Recent Advances in Digital Image and Video Forensics, Anti-forensics and Counter Anti-forensics
Maryam Al-Fehani, Saif Al-Kuwari
TL;DR
The paper tackles the rise of manipulated multimedia by providing a comprehensive survey of image and video forensics, including the growing area of generative media and anti-forensics. It covers source identification and forgery detection for both camera-generated and GAN-generated content, across still images and video, and extends to anti-forensics and counter anti-forensics techniques.

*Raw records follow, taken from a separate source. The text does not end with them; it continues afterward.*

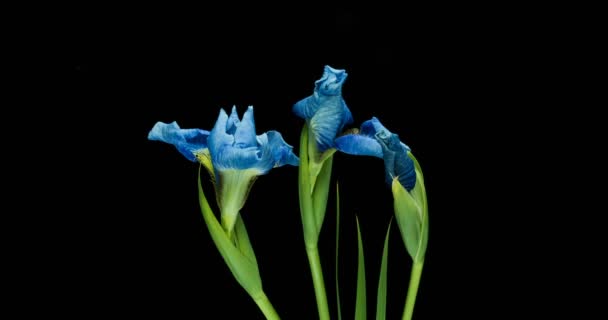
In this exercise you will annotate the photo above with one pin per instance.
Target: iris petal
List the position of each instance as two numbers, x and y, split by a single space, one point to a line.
282 153
233 121
325 109
244 136
187 141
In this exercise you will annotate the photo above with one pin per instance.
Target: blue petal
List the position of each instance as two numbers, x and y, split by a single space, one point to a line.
396 161
326 109
244 136
282 153
218 137
360 145
230 157
331 82
187 141
233 121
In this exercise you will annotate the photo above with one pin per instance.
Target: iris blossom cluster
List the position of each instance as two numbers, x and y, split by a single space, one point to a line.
234 156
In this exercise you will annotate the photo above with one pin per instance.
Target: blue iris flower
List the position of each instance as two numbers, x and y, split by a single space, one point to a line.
232 153
325 110
373 139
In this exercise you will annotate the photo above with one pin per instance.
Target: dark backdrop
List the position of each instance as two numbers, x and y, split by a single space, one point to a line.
135 239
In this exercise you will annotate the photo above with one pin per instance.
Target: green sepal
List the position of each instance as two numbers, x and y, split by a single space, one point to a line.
238 258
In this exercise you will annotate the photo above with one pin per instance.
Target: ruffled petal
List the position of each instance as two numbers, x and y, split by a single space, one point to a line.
327 122
244 136
218 137
325 109
331 82
229 157
187 141
233 121
282 153
397 163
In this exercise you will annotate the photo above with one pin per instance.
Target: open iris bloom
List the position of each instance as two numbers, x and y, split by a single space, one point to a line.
404 175
234 156
326 114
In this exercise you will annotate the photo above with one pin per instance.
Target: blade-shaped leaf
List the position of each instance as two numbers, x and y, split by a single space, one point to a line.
419 194
244 270
306 207
337 246
408 215
361 300
381 298
242 239
321 192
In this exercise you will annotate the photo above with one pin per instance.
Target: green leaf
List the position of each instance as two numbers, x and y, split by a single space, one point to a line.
321 192
244 269
381 299
337 246
306 208
361 300
409 218
242 239
419 194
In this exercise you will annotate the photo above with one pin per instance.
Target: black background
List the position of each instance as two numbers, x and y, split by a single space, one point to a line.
131 240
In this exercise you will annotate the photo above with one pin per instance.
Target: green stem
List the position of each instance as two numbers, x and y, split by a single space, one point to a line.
319 284
266 307
412 291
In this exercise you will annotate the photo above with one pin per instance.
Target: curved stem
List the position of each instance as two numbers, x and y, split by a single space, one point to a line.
266 307
319 284
412 291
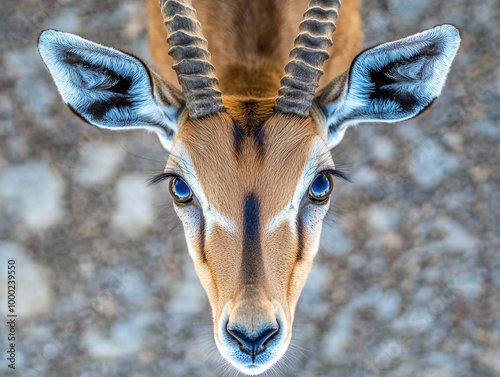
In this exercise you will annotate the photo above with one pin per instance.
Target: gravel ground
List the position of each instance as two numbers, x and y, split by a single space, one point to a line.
407 281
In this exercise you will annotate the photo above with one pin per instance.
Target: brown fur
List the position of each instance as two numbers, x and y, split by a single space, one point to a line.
250 41
248 151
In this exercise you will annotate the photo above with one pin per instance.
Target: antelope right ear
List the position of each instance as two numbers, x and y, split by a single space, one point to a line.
109 88
390 82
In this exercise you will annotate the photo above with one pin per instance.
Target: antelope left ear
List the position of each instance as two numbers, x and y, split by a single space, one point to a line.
390 82
109 88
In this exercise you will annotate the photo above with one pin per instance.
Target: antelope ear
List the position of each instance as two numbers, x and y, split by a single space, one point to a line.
390 82
109 88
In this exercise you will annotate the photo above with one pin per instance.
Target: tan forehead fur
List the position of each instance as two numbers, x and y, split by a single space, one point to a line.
270 170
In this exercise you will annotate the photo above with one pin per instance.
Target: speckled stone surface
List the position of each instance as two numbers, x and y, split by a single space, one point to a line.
407 281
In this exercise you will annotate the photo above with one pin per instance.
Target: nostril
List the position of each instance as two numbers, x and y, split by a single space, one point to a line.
266 336
253 344
246 344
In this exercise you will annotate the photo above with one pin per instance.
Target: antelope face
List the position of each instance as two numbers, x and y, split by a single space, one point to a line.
252 202
250 178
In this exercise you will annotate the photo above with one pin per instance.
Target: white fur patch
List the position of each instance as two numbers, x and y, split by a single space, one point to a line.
290 212
210 214
82 86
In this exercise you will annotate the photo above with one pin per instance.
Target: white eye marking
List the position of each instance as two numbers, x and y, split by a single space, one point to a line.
210 214
290 212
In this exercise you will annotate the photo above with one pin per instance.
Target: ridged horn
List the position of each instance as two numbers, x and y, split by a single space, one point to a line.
305 66
192 64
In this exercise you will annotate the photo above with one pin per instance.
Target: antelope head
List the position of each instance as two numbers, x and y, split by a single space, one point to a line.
250 178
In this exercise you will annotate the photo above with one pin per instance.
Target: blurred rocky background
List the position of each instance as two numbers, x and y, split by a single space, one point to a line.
407 280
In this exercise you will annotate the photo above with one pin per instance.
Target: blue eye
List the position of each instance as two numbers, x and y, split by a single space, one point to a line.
180 190
321 188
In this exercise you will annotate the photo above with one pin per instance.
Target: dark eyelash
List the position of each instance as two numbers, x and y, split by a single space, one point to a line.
160 178
338 173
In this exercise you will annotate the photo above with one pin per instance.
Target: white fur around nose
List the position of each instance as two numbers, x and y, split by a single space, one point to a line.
291 211
210 214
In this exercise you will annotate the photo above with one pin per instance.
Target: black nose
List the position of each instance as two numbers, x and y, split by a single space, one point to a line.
253 343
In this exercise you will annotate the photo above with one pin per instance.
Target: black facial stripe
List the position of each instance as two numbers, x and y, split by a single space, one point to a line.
300 237
239 135
202 236
252 251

The contributions include an up-to-date synthesis of methods, datasets, and open problems, with emphasis on the challenges posed by GANs and the need for robust, generalizable detectors. The work highlights practical implications for authentication in media-rich contexts and underscores the importance of legal admissibility and explainability in forensic conclusions.
Abstract
Image and video forensics have recently gained increasing attention due to the proliferation of manipulated images and videos, especially on social media platforms, such as Twitter and Instagram, which spread disinformation and fake news. This survey explores image and video identification and forgery detection covering both manipulated digital media and generative media. However, media forgery detection techniques are susceptible to anti-forensics; on the other hand, such anti-forensics techniques can themselves be detected. We therefore further cover both anti-forensics and counter anti-forensics techniques in image and video. Finally, we conclude this survey by highlighting some open problems in this domain.